Atrévete a hacerlo mal. Ya está bien de tener miedo a los errores.
Porque no necesitas hacerlo perfecto. Solo necesitas empezar… ¡Y seguir!
¿Cuántas veces vuelves atrás para corregir lo que no queda perfecto?
- Cierras el armario y lo vuelves a abrir. ¡La camisa no estaba bien colgada!
- Envías un mensaje de texto. Te das cuenta de que escribiste “uevo” (con horror ortográfico evidente). Y mandas otro mensaje: “Huevo, perdón.”
- Estás a punto de salir de casa y, en un último vistazo, ves un juguete en el suelo. Vuelves atrás para colocarlo.
Mires donde mires, hay cosas que no funcionan, errores que corregir, problemas que se atascan, pelusas que están en el lugar equivocado, cabos sueltos: imperfecciones que te roban la calma.

Y así seguirá… Ya que termines de arreglar una cosa, tendrás delante una nueva que necesite enmiendas. Como el agua que escapa de un recipiente agujereado. Justo al tapar un boquete, descubres que el agua se sale por otro.
¡Qué cansancio! ¡Qué impotencia! ¡Ufff.. qué estrés!
¿Has pensado en qué ganas al tratar de corregir cada detalle? ¿Cuál es el punto de esto? ¿Para qué sirve?
¿Qué pasa cuando te atreves a hacerlo mal?
¿Y si hicieras un lado la necesidad de perfeccionar lo que no está tan mal?
Hay bastante diferencia entre hacer las cosas en plan chapucero, sin poner el más mínimo cuidado, y estresarse con que cada asunto quede impecable.
Las personas que abrazan la imperfección avanzan más, pese al coraje y la envidia del resto.
- Mira ese. ¡Qué mal baila! ¿No le da vergüenza?

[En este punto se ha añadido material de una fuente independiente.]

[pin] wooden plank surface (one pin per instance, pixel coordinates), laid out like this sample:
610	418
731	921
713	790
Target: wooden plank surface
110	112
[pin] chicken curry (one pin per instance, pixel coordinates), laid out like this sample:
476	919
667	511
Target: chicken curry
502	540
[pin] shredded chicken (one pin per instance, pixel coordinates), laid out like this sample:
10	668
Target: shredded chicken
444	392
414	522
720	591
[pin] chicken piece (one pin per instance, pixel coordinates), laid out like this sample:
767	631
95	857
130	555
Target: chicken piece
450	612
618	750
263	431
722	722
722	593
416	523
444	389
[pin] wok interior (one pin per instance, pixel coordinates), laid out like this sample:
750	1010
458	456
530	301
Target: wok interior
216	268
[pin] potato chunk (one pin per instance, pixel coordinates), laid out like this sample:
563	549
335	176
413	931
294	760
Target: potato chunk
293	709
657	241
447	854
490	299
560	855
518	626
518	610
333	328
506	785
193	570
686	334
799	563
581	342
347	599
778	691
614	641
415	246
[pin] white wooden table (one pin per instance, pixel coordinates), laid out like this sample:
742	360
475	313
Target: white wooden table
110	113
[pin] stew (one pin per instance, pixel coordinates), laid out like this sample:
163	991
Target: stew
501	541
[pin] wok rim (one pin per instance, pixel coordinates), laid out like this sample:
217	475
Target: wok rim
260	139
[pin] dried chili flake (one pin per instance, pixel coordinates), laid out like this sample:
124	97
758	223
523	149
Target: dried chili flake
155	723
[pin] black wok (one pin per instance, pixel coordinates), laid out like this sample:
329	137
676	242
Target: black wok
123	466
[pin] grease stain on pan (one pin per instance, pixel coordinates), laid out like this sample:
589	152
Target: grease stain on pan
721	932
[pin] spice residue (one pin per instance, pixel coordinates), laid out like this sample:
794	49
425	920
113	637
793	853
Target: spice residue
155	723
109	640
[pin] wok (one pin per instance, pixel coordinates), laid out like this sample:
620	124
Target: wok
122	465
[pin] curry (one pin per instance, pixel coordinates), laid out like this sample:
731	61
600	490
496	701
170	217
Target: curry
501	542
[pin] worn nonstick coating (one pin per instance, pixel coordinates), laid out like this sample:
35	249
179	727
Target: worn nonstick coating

- Canta que da pena. ¡Habría que multarlo por martirizarnos los oídos!
- ¿Cómo está esa en un programa de televisión? ¡Qué horror!
- Su pronunciación del inglés es horrenda. Y ahí lo tienes, dando clases en una academia.
Puede ser cierto. Pero ahí está esa gente: Haciendo lo que quiere. Pasando de las críticas y de la antipatía de quien cree que otro se merece más el lugar que ocupan ellos.

¿Lo que hacen es cutre, mediocre, totalmente imperfecto? Puede. Pero lo hacen. Y ya han avanzado más que los que no se atreven a intentarlo por miedo a hacerlo mal.
Ni tus críticas ni las mías van a detener a toda esa gente que lo hace rematadamente mal. Porque es gente que piensa de otra manera:
- Piensan en lo que quieren hacer y buscan la manera de hacerlo; se detienen poco en lo que otros puedan pensar de lo que hagan.
- Piensan en dejar el trabajo hecho, no en que quede impecable.
- Tienen en mente el éxito, antes que el fracaso.
- Piensan en el pequeño paso que pueden dar hacia delante, no hacia atrás.
Ellos arriesgan. Se hacen vulnerables y se exponen en pro de hacer lo que quieren. Tal vez, no hay nada de divino ni glorioso en lo que hacen, pero progresan.
Se mueven hacia delante, a pesar de que les falte preparación, experiencia, tiempo, energía, dinero… o lo que pueda faltar. Prescinden de la presión de hacerlo bien de primeras.
¿Para qué la quieren?
A eso pueden renunciar, sin que ello represente renunciar también al esmero y cariño que le impriman a sus acciones.
Siguen su imperfecto camino
(¿Cuál no lo es?)
Y así es como cada día lo hacen un poco mejor. Bastante mejor, de hecho, que quien está volviendo atrás continuamente o se estanca en la primera piedrecita que encuentra. Porque este (o esta) no se mueve del sitio.
Y, qué rayos. Para llegar al éxito, como sea que tú lo imagines, siempre se empieza por un primer paso.
Un primer paso que, aunque quede lejísimos de lo glorioso, cuenta tanto como el último que das.
Conclusión
El miedo a hacerlo mal frena más que el error en sí. Lo que importa es empezar, avanzar, probar… aunque lo que resulte no sea perfecto.
Atrévete a hacerlo mal. Porque así es como empezamos a hacerlo bien.